Bartchy v. United States, 319 U.S. 484, 63 S. Ct. 1206, 87 L. Ed. 1534 (1943) interpreted 32 C.F.R. Sec. 1641.3 as follows:
"The regulation, it seems to us, is satisfied when the registrant, in good faith, provides a chain of forwarding addresses by which mail, sent to the address which is furnished the board, may be by the registrant reasonably expected to come into his hands in time for compliance." 319 U.S. at 489, 63 S. Ct. at 1208.
" [It does not] . . . require a registrant who is expecting a notice of induction to remain at one place or to notify the local board of every move or every address, even if the address be temporary." 319 U.S. at 488, 63 S. Ct. at 1208.
We cannot determine from this record whether Fisher did in fact, and in good faith, provide a chain of forwarding addresses to the board by which mail, sent to the addresses furnished, may have been reasonably expected by Fisher to come into his hands in time for compliance.
Of the District of New Mexico, sitting by designation
Count I charged Fisher with failing to report for a physical examination
Count III charged Fisher with failing to keep his local board informed of his current status
32 C.F.R. Sec. 1641.3 provides:
It shall be the duty of each registrant to keep his local board advised at all times of the address where mail will reach him.
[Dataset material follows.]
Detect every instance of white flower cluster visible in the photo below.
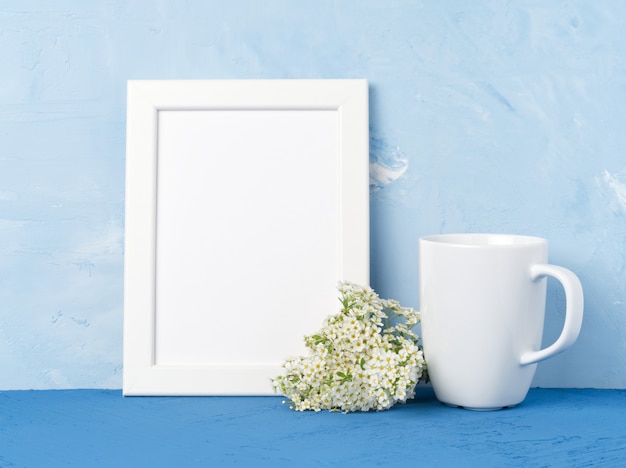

The mailing of any order, notice, or blank form by the local board to a registrant at the address last reported by him to the local board shall constitute notice to him of the contents of the communication, whether he actually receives it or not. (Emphasis ours).
32 C.F.R. Sec. 1641.7(a) provides:
It shall be the duty of every classified registrant to keep his local board currently informed of his occupational, marital, family, dependency, and military status, of his physical condition, of his home address, and of his receipt of any professional degree in a medical, dental, or allied specialist category. Every classified registrant shall, within 10 days after it occurs, report to his local board in writing every change in such status and in his physical condition and home address and his receipt of any professional degree. (Emphasis ours).